Understanding Your Risks and Protecting Your Rights!

Trump’s recent ramped up Immigration “enforcement” policies, Immigration and Customs Enforcement (ICE) raids and arrests have left many Immigrants feeling fear and anxiety about their safety and security here in America, the land of Immigrants! As a result, many are making contingency plans in case of arrest and detention. And while Immigration advocates and attorneys like myself provide vital advice and assistance to many in need, for most Immigrations without legal status, current Immigration laws provide few, if any legal options. As a result, advocacy groups like the Immigrant Defense Project focus on spreading awareness of Immigrants’ rights throughout Communities in case of contact with Immigration authorities or ICE. You can download the latest IDP’s KNOW YOUR RIGHTS with ICE advisory by visiting our website at: and clicking on the Immigration Newsletter link.


Question: My husband and I, along with our 2 kids came here to Florida as tourists in 2012 and my brother offered my husband a really good job in his warehouse, so we stayed here. We don’t have Florida driver’s licenses or social security cards, but we have to get around so we use your international driving permit. But for the past few months we are getting more and more worried with the new laws and hearing about all the immigration arrests on the news and are starting to feel like we and our kids aren’t safe here anymore. Last night we talked about the possibility of leaving and going home so we don’t get deported. But our concerns are that our kids will have problems adjusting back in Jamaica and are so confused about what to do.
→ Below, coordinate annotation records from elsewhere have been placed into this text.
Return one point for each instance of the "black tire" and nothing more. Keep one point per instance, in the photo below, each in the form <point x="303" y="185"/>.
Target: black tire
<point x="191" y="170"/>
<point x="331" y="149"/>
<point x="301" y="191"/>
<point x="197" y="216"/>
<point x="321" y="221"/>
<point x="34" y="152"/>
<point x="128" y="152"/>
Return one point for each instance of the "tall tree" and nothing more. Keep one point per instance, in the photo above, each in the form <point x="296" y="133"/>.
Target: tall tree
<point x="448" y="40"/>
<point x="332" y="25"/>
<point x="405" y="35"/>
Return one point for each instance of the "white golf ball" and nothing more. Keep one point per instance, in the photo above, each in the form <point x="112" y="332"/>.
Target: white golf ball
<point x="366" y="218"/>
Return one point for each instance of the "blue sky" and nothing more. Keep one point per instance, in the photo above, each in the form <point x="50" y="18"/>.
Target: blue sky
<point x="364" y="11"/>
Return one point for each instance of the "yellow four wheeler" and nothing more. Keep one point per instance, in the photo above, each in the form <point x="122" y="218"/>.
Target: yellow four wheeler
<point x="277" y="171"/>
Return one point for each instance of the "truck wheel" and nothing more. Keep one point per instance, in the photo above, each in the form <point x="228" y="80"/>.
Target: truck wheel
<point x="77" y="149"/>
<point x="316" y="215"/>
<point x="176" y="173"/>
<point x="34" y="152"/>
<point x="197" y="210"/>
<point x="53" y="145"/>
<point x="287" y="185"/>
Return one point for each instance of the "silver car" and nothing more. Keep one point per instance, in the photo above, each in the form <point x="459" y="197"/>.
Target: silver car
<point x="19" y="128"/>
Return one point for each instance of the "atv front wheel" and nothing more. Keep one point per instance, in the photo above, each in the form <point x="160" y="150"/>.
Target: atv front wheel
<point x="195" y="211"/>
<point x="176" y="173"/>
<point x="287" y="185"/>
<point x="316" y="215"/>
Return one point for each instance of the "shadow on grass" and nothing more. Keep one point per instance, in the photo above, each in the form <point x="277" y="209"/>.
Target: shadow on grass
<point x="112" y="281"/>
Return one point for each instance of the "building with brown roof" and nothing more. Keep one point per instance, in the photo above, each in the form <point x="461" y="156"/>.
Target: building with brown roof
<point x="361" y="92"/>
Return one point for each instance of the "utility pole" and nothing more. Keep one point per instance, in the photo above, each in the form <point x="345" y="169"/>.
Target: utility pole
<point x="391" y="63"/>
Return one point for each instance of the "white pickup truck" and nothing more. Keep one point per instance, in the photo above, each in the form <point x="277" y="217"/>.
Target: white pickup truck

We really want to know, is it better to leave now instead of risking getting deported or better to stay in America? 

Answer: That is a very common and concerning question lately, which is not well understood by many Immigrants. First, it’s important to understand that the legal consequences of overstaying your lawful period of authorized stay (I-94) and then leaving the U.S., compared with that of being deported are about the same:

Overstaying your Visa: Once an Immigrant has remained in the U.S. for 365 days or more past their authorized stay, leaves the U.S., he or she is “barred” from re-entering the U.S. again for 10 years.

Deportation: Once an Immigrant is deported from the U.S. he or she is usually “barred” from re-entering the U.S. again for 10 years. There are lesser “bars” depending upon the circumstances, 20 years for some criminal violations and permanent “bars” others.

No attorney can legally advise you to break U.S. laws by remaining in the U.S. past your authorized stay, but it’s clear to see that the consequences of leaving the U.S.  voluntarily after being here for a year or more, compared with those resulting from deportation are the same. In many cases, Immigrants determine that the benefits of staying here and hoping for some Immigration reform in the future far outweigh the risks of being arrested and consequences of being deported. More clearly stated, many Immigrants feel that on a practical level, there is no benefit in “self deporting” and one could argue that they would be right.

So in your case, given the information provided, you would want to weigh the risks and benefits of leaving and determine what is best for your family.